Mid-City residents rally for Normal Heights dog park

Posted: February 13th, 2015 | Communities, Feature, Normal Heights, Pets, Top Story | 1 Comment

By Catherine Spearnak

Ryan Zellers is so adamant Normal Heights needs a dog park that he spoke in favor of it before the San Diego City Council, and he doesn’t even have a dog.

Zellers will get to exercise his support at noon this Sunday when the Normal Heights Community Association (NHCA) holds its first Mid-City Unleashed rally for an off-leash dog park in Normal Heights.

“The dog park would be the closest park for one-sixth of the licensed dogs in the city,” said Ron Ferrero-Pham, president of the association. The park would be the city’s 16th leash-free park. The total combined population for all the Mid-City communities, which could benefit from the park expansion, is approximately 144,000 residents.


Ron Ferrero-Pham, the organizer behind Mid-City Unleashed, stands with his boxer, Daisy, in Ward Canyon Park, where he and other locals hope will soon include an off-leash dog park. (Photo by Hutton Marshall)

The park is actually the expansion of the Ward Canyon Neighborhood Park, located on Adams Avenue near the border between Kensington and Normal Heights at the I-15. The park would serve the neighborhoods of Normal Heights, Kensington, City Heights, Talmadge and even Mission Gorge, which currently has no dog park. As it stands, the two closest dog parks to the proposed park are at Morley Field in Balboa Park and Grape Street Park in South Park.

Five hundred to 700 supporters are expected at the rally, set for noon to 2 p.m. Sunday at Ward Canyon Park, Ferrero-Pham said.

“There has been a lot of buzz about it on social media,” he said.

The highlight of the rally may be an appearance and speech by Councilmember Todd Gloria, who will speak at 12:30. Gloria has requested $1.2 million for initial engineering and design plans to get the $7.9 million dog park off the ground. It would include a full basketball court, community center and community garden.

Gloria is optimistic that the amount will be approved by Mayor Kevin Faulconer’s office in June because the city’s budget environment is better than it has been in years.

He also said the Normal Heights neighborhood’s support for the dog park will help the project gain traction, similar to the neighborhoods of Mission Valley and Skyline, which were able to get fire stations for their neighborhoods.

“When a community seizes upon a project, they can get it done,” Gloria said.

Ferrero-Pham will present Gloria with 1,200 signatures collected in Normal Heights from people supporting the dog park.

Normal Heights resident Martha Fuentes and her Maltese poodle, Sheba, plan to attend the rally, although she thinks Sheba won’t like all the other dogs at the proposed park. But she favors the park and thinks it will be a nice place to let the neighborhood dogs run loose and get exercise.

Dog owners in Normal Heights now set their dogs free at Adams and Franklin elementary schools. Parents especially don’t like it because their kids step in the dog aftermath.
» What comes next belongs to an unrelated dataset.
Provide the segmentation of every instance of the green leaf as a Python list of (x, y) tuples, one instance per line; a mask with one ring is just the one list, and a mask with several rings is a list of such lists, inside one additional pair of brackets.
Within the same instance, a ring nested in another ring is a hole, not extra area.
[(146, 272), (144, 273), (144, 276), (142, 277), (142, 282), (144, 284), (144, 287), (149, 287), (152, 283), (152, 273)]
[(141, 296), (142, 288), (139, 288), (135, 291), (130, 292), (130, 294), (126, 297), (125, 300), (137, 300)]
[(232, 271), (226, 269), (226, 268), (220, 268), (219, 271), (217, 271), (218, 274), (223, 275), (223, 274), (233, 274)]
“So there are really a lot of people interested in this park besides dog owners,” Ferrero-Pham said.

The drive for the dog park and Ward Canyon Park expansion is led by residents themselves, said Normal Heights Community Planning Group Chair Caroline McKeown.

“We’re just so pleased the community association has taken this over with their grassroots efforts,” she said.

The goal now is to get the park funded by the City Council, which she said is Gloria’s job. Supporters need to be loud, get on social media and go to council meetings, she said. Getting Gloria’s input was a major victory for moving forward with the park, she said.

“That’s a huge step for us because it hasn’t been on his wish list before,” McKeown said.

The park expansion would have some other benefits for the community, said Zeller, one dog park supporter who has no dog. He is also a member of the planning group. Traffic on the I-15 off ramp at Adams Avenue would be slightly rerouted, removing one traffic light.

“The smoother traffic flow that will occur from the elimination of the signal and the extension of two lanes for the off ramp should improve flow and safety, especially in periods of heavy traffic,” Zeller said.

Free live music will be offered by Gloria Aparicio. The San Diego Humane Society will have an adopt-a-pet booth, and Petco and Banfield animal care will be offering free goodie bags for those attending, Ferrero-Pham said. Free water and popcorn will be available, and of course dogs are welcome.

—Contact Catherine Spearnak at

One Comments

  1. Rosie J says:

    What an asset a dog park would be to the area! Having grown up in Normal Heights, I would have loved to have had an off-leash place to take my doggies, so that they could run free. Incorperating this within a neighborhood park only makes for a win-win situation for the residents of the 5 nearby areas.
    I now reside in in Santa Barbara, CA. We have a lovely neighborhood park with an attached dog park, which serves many pooches and their owners.
    I ask the San Diego City Council to go for it!